The 4E Ranger was an amazing class and a great striker. The main problem with the class however was it was more of a great striker than a Ranger. Most classes in 4E had very similar amounts of skills not that class skills mattered that much anymore. They also cast no spells and had very little in the way really relating to the wilderness. In 3E terms they were more of a Fighter/Rogue than a ranger. A great class, a great striker but not a very good Ranger as such IMHO of course. It had not a lot in common with the classical ranger but bonus points of being a basic class to play though. I found the 4E Rogue to be more interesting but I was not a fan of the striker role or 4E roles in general. I’m not opposed to Rangers being strikers at all just they could also be defenders as well or none of the above inn previous editions (play a pacifist hippie ranger if you want).
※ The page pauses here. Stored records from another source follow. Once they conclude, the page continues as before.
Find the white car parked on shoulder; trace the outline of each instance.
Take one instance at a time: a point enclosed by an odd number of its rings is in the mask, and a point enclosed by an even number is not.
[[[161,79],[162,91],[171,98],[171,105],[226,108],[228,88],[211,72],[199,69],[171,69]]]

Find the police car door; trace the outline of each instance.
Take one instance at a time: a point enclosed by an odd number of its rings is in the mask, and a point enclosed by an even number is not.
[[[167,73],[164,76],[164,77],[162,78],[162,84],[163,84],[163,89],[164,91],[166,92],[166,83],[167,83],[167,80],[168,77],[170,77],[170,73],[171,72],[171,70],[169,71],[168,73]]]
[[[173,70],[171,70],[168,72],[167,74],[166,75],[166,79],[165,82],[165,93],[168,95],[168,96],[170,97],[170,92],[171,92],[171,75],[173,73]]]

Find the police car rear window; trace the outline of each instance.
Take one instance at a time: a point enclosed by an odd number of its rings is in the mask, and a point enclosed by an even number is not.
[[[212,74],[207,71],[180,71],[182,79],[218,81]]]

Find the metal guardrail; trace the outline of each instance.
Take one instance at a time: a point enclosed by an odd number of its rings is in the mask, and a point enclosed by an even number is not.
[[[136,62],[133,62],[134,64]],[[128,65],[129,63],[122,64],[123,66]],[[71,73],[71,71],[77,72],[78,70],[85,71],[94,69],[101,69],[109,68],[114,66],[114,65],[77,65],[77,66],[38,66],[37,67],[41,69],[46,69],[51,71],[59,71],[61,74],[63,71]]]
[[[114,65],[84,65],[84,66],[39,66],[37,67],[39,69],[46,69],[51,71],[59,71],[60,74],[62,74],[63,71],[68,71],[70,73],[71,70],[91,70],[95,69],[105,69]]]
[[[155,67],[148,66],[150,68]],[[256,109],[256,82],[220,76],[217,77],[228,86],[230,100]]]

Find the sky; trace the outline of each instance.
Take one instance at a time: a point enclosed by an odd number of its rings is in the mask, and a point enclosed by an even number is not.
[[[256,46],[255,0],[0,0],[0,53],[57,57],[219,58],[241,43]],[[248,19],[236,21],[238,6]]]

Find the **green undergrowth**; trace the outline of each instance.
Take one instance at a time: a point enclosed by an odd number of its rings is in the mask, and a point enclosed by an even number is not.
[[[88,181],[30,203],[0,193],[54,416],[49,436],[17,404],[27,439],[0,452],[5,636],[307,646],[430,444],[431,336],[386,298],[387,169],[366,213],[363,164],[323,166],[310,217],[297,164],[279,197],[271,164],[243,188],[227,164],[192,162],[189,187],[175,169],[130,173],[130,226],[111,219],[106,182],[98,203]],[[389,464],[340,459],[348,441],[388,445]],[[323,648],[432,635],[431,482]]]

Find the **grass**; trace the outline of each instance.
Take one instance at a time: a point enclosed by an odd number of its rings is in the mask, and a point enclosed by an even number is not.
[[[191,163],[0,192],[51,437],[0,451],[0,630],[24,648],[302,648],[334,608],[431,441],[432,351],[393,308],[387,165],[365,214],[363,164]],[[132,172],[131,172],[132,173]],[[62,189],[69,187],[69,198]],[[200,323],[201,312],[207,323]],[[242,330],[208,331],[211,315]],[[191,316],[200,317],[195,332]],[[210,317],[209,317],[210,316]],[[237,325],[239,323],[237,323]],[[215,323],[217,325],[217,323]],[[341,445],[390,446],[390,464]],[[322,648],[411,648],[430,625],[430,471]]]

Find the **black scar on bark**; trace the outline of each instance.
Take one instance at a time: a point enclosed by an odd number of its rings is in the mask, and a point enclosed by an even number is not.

It's really not. The SRD lists 32 possible Favoured Enemies for Rangers, and that's not an exhaustive list. Identifying one of those as being unusually rare isn't equivalent to the DM choosing.
A DM can easily cut out 75% of your options.
Okay, yes. If the DM tightly constrains the useful options, that does indeed amount to choosing the Ranger's FE.
Fortunately, the DM has the option to not do that.
The DM doesn't have a choice.
That is the problem.
Either the DM is a servant to the ranger's choice and fills the campaign with 5-10% his favored enemies
Or
The ranger player was a servant to theDMs choices of what's in his campaign.
Or
The ranger player and DM cooperatively built the campaign.